A 15-Minute Dry-Fire Routine That Actually Works
A structured, safety-first routine that builds draw speed, trigger control, and consistent grip — no ammo required.
Dry-fire is the most underused, highest-return training tool available to concealed carriers. Done correctly, 15 minutes of dry-fire per day produces faster skill gains than two hours at the range per week — and costs nothing.
The routine below is structured around three blocks: safety setup, isolated skill work, and integration. The whole sequence takes 15 minutes once you know it.
Safety setup (non-negotiable)
Every accidental discharge during dry-fire follows the same pattern: someone loaded the gun for some reason, then 'just one more rep.' The safety protocol below is not optional.
- Remove all ammunition from the room. Not just from the pistol — from the room.
- Lock the door or post a 'do not enter' sign.
- Visually and physically check the chamber and magazine well three separate times.
- Point the pistol at a backstop that would actually stop a bullet (concrete wall, loaded bookshelf, sand bag).
- When the session ends, leave the pistol in the safe for at least 10 minutes before loading. Many ADs happen during reload immediately after a session.
A SIRT pistol or laser cartridge (Mantis Laser Academy, Vstranics) lets you see hits without a live round in the gun. It is the single best safety upgrade for at-home practice.
Block 1: Draw to first shot (5 minutes)
Start from concealment, hands at your sides. On the timer beep, clear the cover garment, establish a firing grip on the pistol, draw, present, and break a clean trigger press with the front sight on an index card-sized target across the room.
- Reps 1–10: Slow and deliberate. Goal is consistency, not speed.
- Reps 11–20: 80% speed. Pay attention to grip and sight alignment.
- Reps 21–30: Full speed against a 1.5s par. Note any rep that the front sight is not on target at the break.
Block 2: Trigger control isolation (5 minutes)
Mount the pistol on target with a perfect grip and sight picture. Press the trigger slowly and carefully without disturbing the sights. If the front sight moves during the press, you are pushing or pulling. Reset and repeat.
Variation: balance a fired case or a coin on the front sight. The case should not fall when the trigger breaks. This drill is unforgiving and the fastest way to find grip and trigger flaws.
Block 3: Reloads and transitions (5 minutes)
Use snap caps or dummy rounds for reload practice. Run emergency reloads (slide locked back) and tactical reloads (round still in chamber) on a 2.5s par. Then practice transitions: draw, two presses on target A, swing to target B, two presses. Smooth swings beat fast swings.
Tracking progress
Write down your fastest clean draw, your average draw, and your reload time once per week. 'Clean' means the front sight was on target at the break. A clean 1.5s draw beats a sloppy 1.0s draw every time.
Expect a clear plateau around week 3. Push through with deliberate slow reps — speed comes from precision, not effort.

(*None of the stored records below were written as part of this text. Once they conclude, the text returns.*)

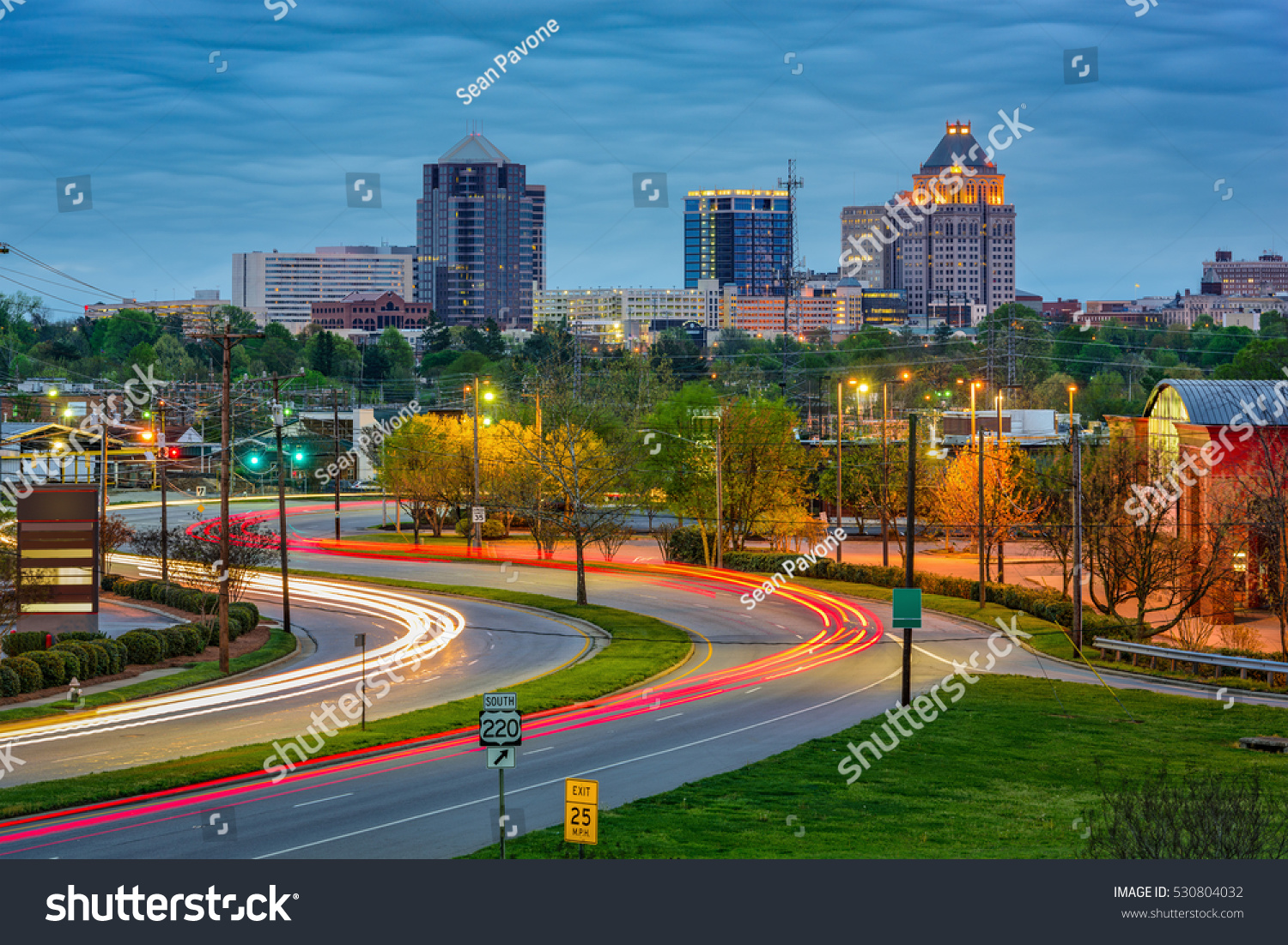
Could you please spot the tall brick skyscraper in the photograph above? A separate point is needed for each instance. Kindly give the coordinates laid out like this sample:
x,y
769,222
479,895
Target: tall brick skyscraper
x,y
479,237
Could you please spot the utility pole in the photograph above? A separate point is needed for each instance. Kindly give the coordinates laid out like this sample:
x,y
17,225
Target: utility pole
x,y
720,489
911,543
278,422
840,427
983,554
165,530
477,525
885,476
335,430
790,276
1077,537
226,419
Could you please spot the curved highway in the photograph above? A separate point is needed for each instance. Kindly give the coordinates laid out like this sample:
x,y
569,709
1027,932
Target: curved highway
x,y
803,664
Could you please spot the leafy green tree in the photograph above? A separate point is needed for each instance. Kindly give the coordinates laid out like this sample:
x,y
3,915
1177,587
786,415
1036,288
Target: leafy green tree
x,y
398,353
437,335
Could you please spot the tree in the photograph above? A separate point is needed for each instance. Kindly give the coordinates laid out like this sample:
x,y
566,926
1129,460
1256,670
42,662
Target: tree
x,y
1007,494
1145,569
113,533
398,353
437,335
589,447
195,558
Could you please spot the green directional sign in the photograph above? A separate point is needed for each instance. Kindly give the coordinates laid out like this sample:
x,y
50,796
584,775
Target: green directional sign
x,y
907,608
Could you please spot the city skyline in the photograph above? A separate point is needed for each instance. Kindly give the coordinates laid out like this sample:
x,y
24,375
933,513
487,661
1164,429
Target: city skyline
x,y
241,131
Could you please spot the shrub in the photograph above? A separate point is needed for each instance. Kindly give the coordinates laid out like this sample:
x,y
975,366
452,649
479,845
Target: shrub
x,y
30,679
26,641
52,664
142,646
116,656
9,681
84,667
159,592
685,546
82,636
492,528
102,659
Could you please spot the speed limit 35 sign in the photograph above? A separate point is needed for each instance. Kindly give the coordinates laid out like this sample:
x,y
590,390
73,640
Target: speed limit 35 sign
x,y
500,721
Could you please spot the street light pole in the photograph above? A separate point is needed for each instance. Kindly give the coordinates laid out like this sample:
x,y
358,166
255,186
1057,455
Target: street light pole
x,y
278,421
478,527
840,425
885,476
165,530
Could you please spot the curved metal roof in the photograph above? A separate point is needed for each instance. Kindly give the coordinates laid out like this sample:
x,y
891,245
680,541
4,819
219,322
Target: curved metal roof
x,y
960,143
1216,403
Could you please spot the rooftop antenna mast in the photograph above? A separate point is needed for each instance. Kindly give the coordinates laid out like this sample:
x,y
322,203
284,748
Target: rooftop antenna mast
x,y
793,272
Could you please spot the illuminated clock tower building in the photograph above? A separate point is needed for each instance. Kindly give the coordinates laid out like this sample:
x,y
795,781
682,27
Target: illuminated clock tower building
x,y
963,254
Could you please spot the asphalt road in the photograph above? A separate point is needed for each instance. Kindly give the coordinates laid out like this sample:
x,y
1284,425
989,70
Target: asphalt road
x,y
798,667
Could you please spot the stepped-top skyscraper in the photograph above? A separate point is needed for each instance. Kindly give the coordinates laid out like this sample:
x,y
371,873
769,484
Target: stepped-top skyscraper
x,y
479,237
960,255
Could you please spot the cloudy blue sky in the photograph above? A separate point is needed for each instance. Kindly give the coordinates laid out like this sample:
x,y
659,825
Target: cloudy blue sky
x,y
1115,185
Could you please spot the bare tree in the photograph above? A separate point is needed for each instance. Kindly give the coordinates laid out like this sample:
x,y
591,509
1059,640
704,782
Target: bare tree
x,y
1141,563
589,447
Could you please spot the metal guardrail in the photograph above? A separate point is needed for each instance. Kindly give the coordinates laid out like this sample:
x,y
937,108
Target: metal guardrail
x,y
1154,653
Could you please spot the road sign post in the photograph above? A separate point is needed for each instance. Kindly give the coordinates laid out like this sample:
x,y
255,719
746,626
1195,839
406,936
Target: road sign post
x,y
361,640
907,615
581,813
501,731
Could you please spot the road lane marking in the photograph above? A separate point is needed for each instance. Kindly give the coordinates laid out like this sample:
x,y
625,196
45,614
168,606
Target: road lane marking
x,y
324,800
489,798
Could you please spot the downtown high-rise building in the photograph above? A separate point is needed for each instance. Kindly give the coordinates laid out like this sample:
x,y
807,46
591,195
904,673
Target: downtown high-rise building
x,y
958,257
737,237
479,237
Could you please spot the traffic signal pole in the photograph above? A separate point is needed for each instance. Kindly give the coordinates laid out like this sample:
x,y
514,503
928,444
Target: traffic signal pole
x,y
278,421
165,532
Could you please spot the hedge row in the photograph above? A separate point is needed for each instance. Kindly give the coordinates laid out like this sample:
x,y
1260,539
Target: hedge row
x,y
242,615
1046,604
85,654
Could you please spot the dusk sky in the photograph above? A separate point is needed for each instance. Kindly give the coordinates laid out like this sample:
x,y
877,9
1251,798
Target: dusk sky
x,y
1115,187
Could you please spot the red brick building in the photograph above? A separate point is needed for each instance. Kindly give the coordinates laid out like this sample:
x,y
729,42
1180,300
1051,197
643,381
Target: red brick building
x,y
370,312
1230,443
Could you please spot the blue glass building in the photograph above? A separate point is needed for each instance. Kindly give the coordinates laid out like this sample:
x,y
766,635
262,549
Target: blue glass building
x,y
741,237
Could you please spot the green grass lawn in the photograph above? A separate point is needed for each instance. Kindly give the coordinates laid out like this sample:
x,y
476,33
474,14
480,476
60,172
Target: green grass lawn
x,y
278,644
641,648
1004,772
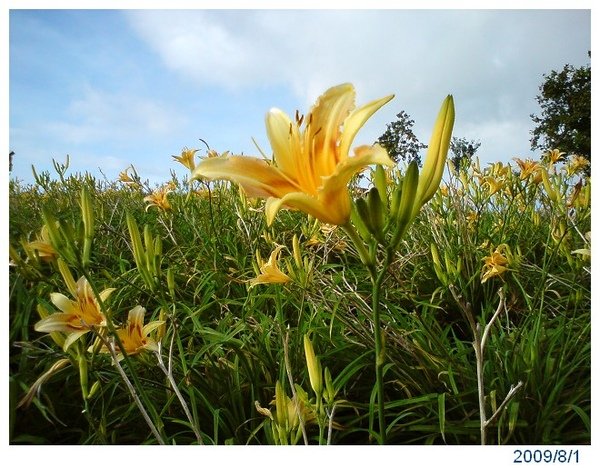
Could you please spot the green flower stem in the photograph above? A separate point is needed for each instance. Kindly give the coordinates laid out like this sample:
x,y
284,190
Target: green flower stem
x,y
377,279
363,253
379,352
169,374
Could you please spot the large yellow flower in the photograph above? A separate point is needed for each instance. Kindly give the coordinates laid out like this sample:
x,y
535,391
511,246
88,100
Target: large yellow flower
x,y
270,271
311,163
77,317
135,336
159,199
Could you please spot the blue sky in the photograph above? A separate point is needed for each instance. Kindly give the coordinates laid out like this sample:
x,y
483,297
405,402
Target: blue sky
x,y
113,88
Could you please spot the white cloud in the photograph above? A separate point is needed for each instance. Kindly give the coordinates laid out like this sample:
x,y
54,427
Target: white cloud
x,y
491,60
98,115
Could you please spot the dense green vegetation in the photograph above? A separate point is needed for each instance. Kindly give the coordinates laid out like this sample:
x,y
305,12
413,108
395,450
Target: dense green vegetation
x,y
227,343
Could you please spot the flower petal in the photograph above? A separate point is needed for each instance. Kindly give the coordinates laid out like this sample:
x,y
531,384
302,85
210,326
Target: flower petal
x,y
56,322
62,302
107,292
357,119
151,326
326,119
72,338
258,178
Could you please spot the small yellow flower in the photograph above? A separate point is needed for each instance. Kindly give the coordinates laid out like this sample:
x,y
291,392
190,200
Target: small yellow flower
x,y
269,271
128,180
529,168
159,199
187,158
499,170
576,164
312,166
78,316
495,265
494,185
135,336
554,156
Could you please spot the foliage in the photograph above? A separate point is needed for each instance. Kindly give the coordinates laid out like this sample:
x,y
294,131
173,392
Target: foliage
x,y
565,122
463,151
400,141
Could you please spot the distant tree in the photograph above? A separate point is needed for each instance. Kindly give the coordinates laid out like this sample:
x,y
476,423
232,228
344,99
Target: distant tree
x,y
463,151
565,121
400,141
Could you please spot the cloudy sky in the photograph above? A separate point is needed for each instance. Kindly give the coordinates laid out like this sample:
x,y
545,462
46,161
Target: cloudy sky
x,y
113,88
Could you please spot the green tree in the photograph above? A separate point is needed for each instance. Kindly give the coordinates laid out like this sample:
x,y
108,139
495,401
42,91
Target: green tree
x,y
565,121
463,151
400,141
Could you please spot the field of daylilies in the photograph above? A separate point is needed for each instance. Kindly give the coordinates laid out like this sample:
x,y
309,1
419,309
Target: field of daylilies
x,y
325,295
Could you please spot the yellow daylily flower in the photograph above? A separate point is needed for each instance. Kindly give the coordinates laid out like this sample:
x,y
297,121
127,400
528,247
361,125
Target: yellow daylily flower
x,y
159,199
575,164
311,164
77,317
128,180
187,158
494,185
269,271
529,168
135,336
554,156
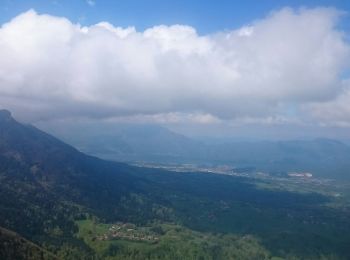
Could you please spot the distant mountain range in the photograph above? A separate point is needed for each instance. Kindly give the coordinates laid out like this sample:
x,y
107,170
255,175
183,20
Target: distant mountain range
x,y
47,188
150,143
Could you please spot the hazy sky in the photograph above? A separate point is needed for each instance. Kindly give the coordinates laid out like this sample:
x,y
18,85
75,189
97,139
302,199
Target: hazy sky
x,y
195,66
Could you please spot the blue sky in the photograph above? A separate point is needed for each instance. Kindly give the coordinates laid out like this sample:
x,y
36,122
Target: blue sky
x,y
196,65
204,15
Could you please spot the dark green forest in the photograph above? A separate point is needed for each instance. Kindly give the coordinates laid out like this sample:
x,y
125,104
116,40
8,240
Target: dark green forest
x,y
68,203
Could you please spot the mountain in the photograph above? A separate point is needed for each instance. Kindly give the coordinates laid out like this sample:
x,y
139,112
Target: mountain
x,y
150,143
13,246
70,204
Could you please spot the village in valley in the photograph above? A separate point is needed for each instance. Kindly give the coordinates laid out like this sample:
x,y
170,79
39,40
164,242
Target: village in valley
x,y
127,231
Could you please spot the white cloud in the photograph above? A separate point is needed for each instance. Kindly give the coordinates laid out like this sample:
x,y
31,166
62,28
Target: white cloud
x,y
52,68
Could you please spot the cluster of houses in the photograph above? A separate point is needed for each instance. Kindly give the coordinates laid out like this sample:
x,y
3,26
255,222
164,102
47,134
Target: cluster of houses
x,y
127,232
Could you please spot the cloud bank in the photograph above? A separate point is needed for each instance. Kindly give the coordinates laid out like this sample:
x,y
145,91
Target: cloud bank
x,y
288,65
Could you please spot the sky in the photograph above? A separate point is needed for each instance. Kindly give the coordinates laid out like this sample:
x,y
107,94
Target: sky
x,y
264,69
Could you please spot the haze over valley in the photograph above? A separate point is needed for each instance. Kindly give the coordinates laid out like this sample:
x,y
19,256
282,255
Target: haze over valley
x,y
174,130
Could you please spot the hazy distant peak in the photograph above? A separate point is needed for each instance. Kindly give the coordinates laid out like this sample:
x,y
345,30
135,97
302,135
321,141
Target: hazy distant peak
x,y
5,115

Frequently Asked Questions
Is dry-fire bad for my pistol?
For modern centerfire pistols (Glock, Sig, Smith M&P, etc.), no. Rimfire pistols (.22LR) should not be dry-fired without snap caps because the firing pin can damage the chamber edge.
How often should I dry-fire?
15 minutes a day, 5 days a week, beats one long weekly session. Short, focused reps build motor patterns; long sessions invite sloppy reps.
Do I need a shot timer?
Yes. Without a timer you cannot measure progress, and perceived speed is wildly inaccurate. A phone timer app with a beep and par function works fine to start.